Welcome to my new life, in which I spend an unreasonable amount of time every day worrying about whether or not my cats are happy. Because how exactly do you know if a cat is happy? What if they are bored? What if they get lonely and miss me but don’t know how to tell me? What if they wish I’d leave the radio on, or would like a different blanket?
Every time I leave the house I wonder if they’ll be sad, not knowing when I’m coming back, (I do tell them but I never see them write it down), or if when I DO come back they will have forgotten me. It can be hard with cats because they often don’t give a lot away.

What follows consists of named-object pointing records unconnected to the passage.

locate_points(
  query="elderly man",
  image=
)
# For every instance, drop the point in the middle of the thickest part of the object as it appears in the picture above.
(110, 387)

A dog will make it very clear how happy he is, but cats play it much cooler. Someone on Twitter said to me recently that cats can actually understand and speak English, they just CHOOSE not to. I feel like this could be true.
I know I’m doing all the basics – they’re microchipped, vaccinated, treated for fleas and worms regularly and have a balanced diet, (WHISKAS® ‘creamy soups’ are their favourites, and I find it adorable that they are called ‘creamy soups’), but how about their emotional wellbeing? Are my cats happy?
When you look at it rationally, they do seem pretty content.